Gay little Mrs. Babbitt brought her husband, while the family group was still jabbering over its coffee, and after them came the deluge; Dick Rodley and the cherub-cheeked Marion Kenneth, and Willis Cunningham, and a host of others, including the Van Ploons, father, son, and solemn daughter. The callow youth who had danced with her three times was there, with a gardenia all out of proportion to him, and he sat in the middle of the Louis XIV salon, where he was excessively in everybody’s road, and could feast on Gail, for the most of the evening, in numb admiration; for his point of vantage commanded a view into the library and all the parlours.

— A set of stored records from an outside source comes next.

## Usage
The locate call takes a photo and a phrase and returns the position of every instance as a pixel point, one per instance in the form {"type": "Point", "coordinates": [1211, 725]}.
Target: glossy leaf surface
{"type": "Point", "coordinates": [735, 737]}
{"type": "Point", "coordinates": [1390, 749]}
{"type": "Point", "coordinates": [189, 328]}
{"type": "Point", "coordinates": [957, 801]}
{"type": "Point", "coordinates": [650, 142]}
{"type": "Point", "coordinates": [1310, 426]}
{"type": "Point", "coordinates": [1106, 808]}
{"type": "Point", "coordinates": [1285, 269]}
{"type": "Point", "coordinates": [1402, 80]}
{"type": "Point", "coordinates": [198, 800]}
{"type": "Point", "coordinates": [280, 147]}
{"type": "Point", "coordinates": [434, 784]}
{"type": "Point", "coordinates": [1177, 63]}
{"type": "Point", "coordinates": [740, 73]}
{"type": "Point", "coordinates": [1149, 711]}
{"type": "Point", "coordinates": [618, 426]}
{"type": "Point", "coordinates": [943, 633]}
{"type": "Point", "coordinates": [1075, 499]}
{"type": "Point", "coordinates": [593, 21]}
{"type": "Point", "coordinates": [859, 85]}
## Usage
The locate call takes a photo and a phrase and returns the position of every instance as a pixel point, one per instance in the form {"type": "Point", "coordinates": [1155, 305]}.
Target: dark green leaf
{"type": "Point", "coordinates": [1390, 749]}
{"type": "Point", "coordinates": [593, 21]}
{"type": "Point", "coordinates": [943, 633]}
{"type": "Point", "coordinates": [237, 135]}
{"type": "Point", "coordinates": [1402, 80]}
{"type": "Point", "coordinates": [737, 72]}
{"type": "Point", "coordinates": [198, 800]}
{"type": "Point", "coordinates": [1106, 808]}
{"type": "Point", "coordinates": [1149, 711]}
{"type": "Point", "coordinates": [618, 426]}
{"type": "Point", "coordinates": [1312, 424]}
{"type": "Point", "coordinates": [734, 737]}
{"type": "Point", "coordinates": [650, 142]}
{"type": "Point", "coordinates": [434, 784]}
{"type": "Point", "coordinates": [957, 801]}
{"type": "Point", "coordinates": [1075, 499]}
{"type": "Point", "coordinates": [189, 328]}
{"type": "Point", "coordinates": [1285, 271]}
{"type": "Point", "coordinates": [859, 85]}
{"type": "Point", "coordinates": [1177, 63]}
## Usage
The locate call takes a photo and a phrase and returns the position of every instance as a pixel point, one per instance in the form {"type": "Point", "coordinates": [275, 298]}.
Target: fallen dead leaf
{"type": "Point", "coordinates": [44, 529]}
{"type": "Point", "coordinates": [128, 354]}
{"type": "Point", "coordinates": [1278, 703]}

With a rapidity which was a marvel to all her girl friends, Gail had slipped upstairs and into a creamy lace evening frock without having been missed; and she was in this acutely harmonious setting when the Reverend Smith Boyd called, with his beautiful mother on his arm. The beautiful mother was in an exceptional flurry of delight to see Gail, and kissed that charming young lady with clinging warmth. The rector’s eyes were even more strikingly changed than they had been when he had first met her on the steps, as they looked on Gail in her creamy lace, and after she had read that new intense look in his eyes for the second time that evening, she hurried away, with the license of a busy hostess, and cooled her face at an open window in the side vestibule. There was a new note in the Reverend Smith Boyd’s voice; not a greater depth nor mellowness nor sweetness, but a something else. What was it? It was a call, that was it; a call across the gulf of futurity.
They came after her. Ted and Lucile had arrived. She was in a vortex. Dick Rodley hemmed her in a corner, and proposed to her again, just for practice, within eye-shot of a dozen people, and he did it so that onlookers might think that he was complimenting her on her clever coiffure or discussing a new operetta; but he made her blush, which was the intention in the depths of his black eyes. It seemed that she was in a perpetual blush to-night, and something within her seemed to be surging and halting and wavering and quivering! Her Aunt Helen Davies, rather early in the evening, began to act stiff and formal.
“Go home,” she murmured to Lucile. “All this excitement is bad for Gail’s beauty.”
She felt free to give the same advice to the gay little Mrs. Babbitt, and the departure of four people was sufficient to remind the stiff Van Ploon daughter of the conventions. She removed the elder Van Ploon’s eyes from Gail, and gathered up Houston, who was energetically talking horse with Allison. After that the exodus became general, until only the callow youth and Allison and the Reverend Smith Boyd remained. The latter young gentleman had taken his flutteringly happy mother home early in the evening, and he had resorted to dulness with such of the thinning guests as had seemed disposed to linger.